For all the attacking and fluctuating situation, however, the elite GC riders generally seemed evenly matched, with the top-six on GC all finishing within six seconds of each other.
That makes Tuesday’s individual time trial ever more crucial, as a standalone test that will at last cause ruptures between riders of whom there has been little to separate up until now.
Lopez misses out on stage win after hard work from Astana
Astana made their intentions clear today by spending most of the day riding at the front of the peloton, and not relinquishing control until launching Lopez for an attack on Lagos de Covadonga.
By ensuring that the day’s break were caught, Astana were not just interested in improving the Colombian’s GC prospects, but also intent on claiming a first stage win at this year’s edition.
Lopez did not relent after his first attack was neutralised, and looked like he had a chance of catching Pinot when an attack 2km from the summit saw him disappear into the fog, out of sight from the rest of the group of favourites.
He did indeed manage to hold them off, but Pinot’s gap proved to be too high, meaning Lopez had to settle for a second successive runner-up finish.
Enric Mas continues to be the revelation of the race
With two weeks of the Vuelta completed, the revelation of this year’s race appears to be Enric Mas.
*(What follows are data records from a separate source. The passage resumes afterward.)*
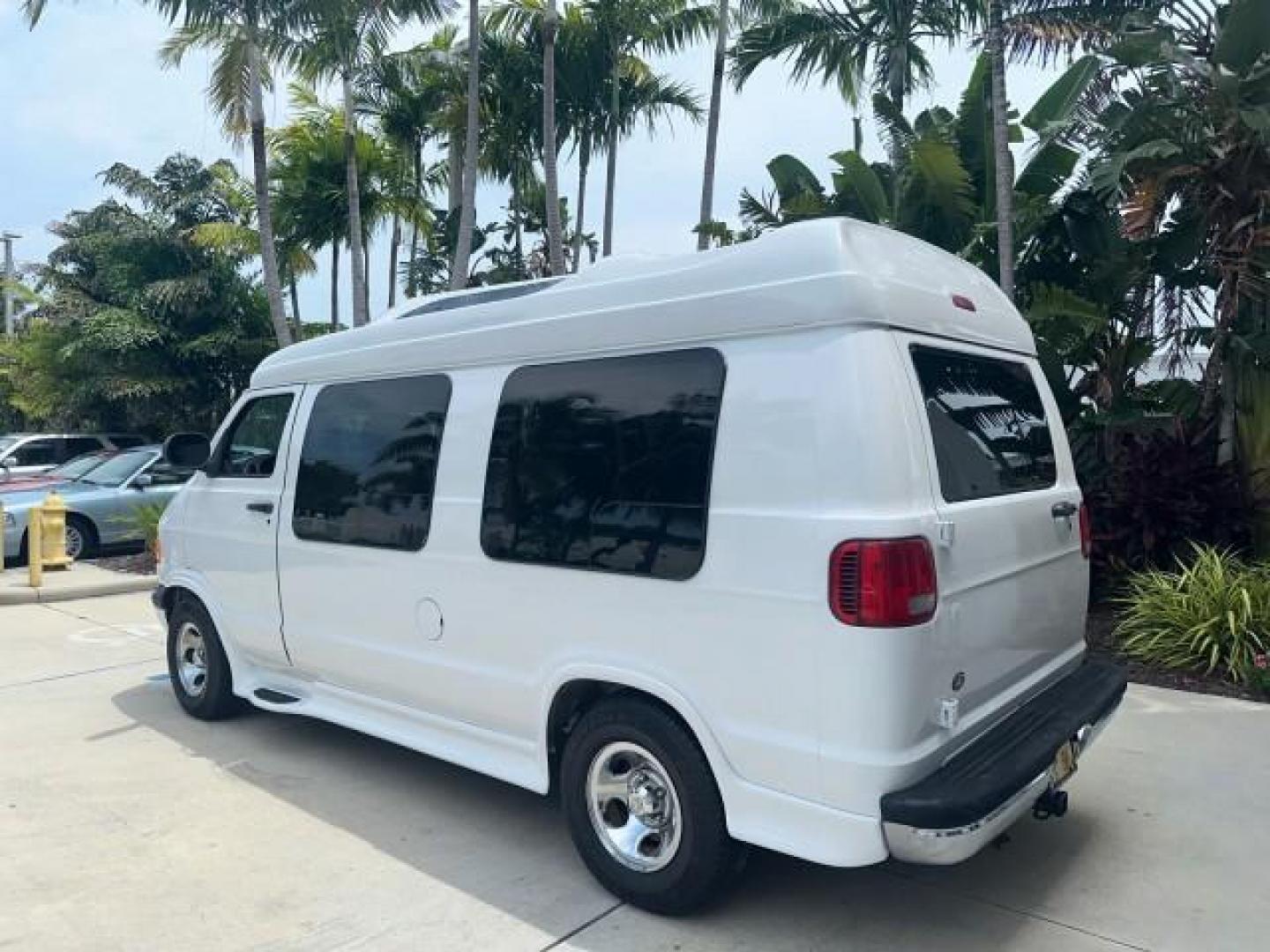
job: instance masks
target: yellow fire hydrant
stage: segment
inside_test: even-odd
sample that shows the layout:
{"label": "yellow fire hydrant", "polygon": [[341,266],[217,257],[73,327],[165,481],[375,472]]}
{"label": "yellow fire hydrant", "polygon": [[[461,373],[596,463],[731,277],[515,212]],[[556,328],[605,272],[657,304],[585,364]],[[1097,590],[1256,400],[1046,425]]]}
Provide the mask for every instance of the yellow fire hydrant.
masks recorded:
{"label": "yellow fire hydrant", "polygon": [[44,538],[43,555],[46,569],[66,569],[71,557],[66,555],[66,503],[51,491],[39,506],[43,510]]}
{"label": "yellow fire hydrant", "polygon": [[50,493],[43,503],[33,505],[27,531],[27,571],[32,588],[44,581],[44,569],[69,569],[66,555],[66,503]]}

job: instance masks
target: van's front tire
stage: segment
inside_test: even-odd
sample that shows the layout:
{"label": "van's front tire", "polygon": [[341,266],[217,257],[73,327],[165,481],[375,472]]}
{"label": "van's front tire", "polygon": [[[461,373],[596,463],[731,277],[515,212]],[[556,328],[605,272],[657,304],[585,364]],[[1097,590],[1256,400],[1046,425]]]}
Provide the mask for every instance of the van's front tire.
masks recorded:
{"label": "van's front tire", "polygon": [[744,859],[701,748],[679,721],[638,698],[602,701],[582,717],[564,750],[560,793],[592,875],[641,909],[700,909]]}
{"label": "van's front tire", "polygon": [[192,598],[178,599],[168,612],[168,674],[185,713],[218,721],[241,708],[220,633]]}

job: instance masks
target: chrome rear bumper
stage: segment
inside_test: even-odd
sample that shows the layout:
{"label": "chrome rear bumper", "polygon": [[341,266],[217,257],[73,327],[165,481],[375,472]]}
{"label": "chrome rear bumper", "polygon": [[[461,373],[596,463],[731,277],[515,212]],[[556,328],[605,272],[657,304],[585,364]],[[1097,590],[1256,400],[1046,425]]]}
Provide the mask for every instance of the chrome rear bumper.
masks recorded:
{"label": "chrome rear bumper", "polygon": [[[1095,718],[1086,722],[1077,721],[1080,726],[1074,729],[1069,737],[1077,759],[1101,734],[1102,729],[1119,708],[1119,703],[1120,696],[1116,696],[1114,703],[1110,707],[1102,707],[1102,710],[1097,711]],[[988,744],[992,743],[991,732],[984,740]],[[937,772],[928,781],[935,779],[940,773],[944,773],[944,770]],[[884,801],[883,834],[886,839],[888,850],[895,859],[909,863],[950,866],[969,859],[1005,833],[1024,814],[1030,812],[1036,801],[1048,790],[1062,786],[1062,783],[1055,784],[1052,781],[1049,767],[1029,776],[1031,777],[1030,779],[1024,782],[1003,802],[983,816],[950,826],[913,825],[894,819],[888,820]],[[926,786],[928,787],[930,782]]]}

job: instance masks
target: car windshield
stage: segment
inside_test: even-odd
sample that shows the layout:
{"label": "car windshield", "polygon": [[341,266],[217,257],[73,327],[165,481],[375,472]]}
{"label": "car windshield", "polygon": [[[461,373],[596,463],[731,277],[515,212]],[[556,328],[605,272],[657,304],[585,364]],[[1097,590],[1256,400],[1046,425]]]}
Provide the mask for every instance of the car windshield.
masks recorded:
{"label": "car windshield", "polygon": [[74,459],[53,467],[47,475],[55,480],[79,480],[113,456],[114,453],[84,453],[84,456],[76,456]]}
{"label": "car windshield", "polygon": [[121,486],[137,470],[155,458],[152,449],[133,449],[127,453],[112,456],[97,468],[80,477],[80,482],[94,486]]}

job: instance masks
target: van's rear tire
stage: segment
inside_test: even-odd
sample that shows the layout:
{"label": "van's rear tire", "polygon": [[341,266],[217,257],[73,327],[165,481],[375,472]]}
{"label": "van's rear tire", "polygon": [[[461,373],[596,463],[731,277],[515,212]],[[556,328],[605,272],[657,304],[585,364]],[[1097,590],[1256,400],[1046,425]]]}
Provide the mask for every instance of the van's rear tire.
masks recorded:
{"label": "van's rear tire", "polygon": [[560,764],[569,834],[615,896],[679,914],[718,899],[743,866],[710,764],[655,704],[617,696],[583,715]]}
{"label": "van's rear tire", "polygon": [[168,612],[168,674],[185,713],[220,721],[243,704],[234,696],[234,675],[212,618],[193,598],[179,598]]}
For the third consecutive summit finish, the young Spaniard was again in the mix among the to GC favourites, finishing sixth to limit his losses to just six seconds to the red jersey.
The result sees him rise from eighth to six on the GC, having previously moved from 11km to eighth the day before, and now looks a good bet for a top-10 overall – and potentially even a push for the podium.
Having impressed with his aggressive racing on Grand Tour debut at the Vuelta last year, and managing top six finishes at the Tour of the Basque Country and Tour de Suisse earlier this season, Mas has looked like a hot prospect these past 12 months, but it’s been these past few days that the 23-year-old has come of age as Spain’s next big GC talent.
A close King of the Mountains battle is brewing
A competitive battle for the king of the mountains classification is shaping, with several riders all revealing an interest in chasing points.
Current leader Luis Angel Mate (Cofidis) again failed to make the day’s break, paving the way for others to hoover up the many points on offer today.
Unlike most King of the Mountain battles at Grand Tour, which usually have boiled down to two or maybe three contenders by this point, multiple riders remain in contention at this year’s Vuelta – among them Bauke Mollema (Trek-Segafredo) and Ben King (Dimension Data), who were the first two riders over both ascents of the category one Mirador del Fito.
They’re now third and fourth on the classification, behind Thomas De Gendt (Lotto-Soudal) in second – who also went out on the attack to claim maximum points on the day’s opening category three climb – and ahead of Pierre Rolland (EF Education First-Drapac), who continues to pick up enough to points to just about keep himself in contention.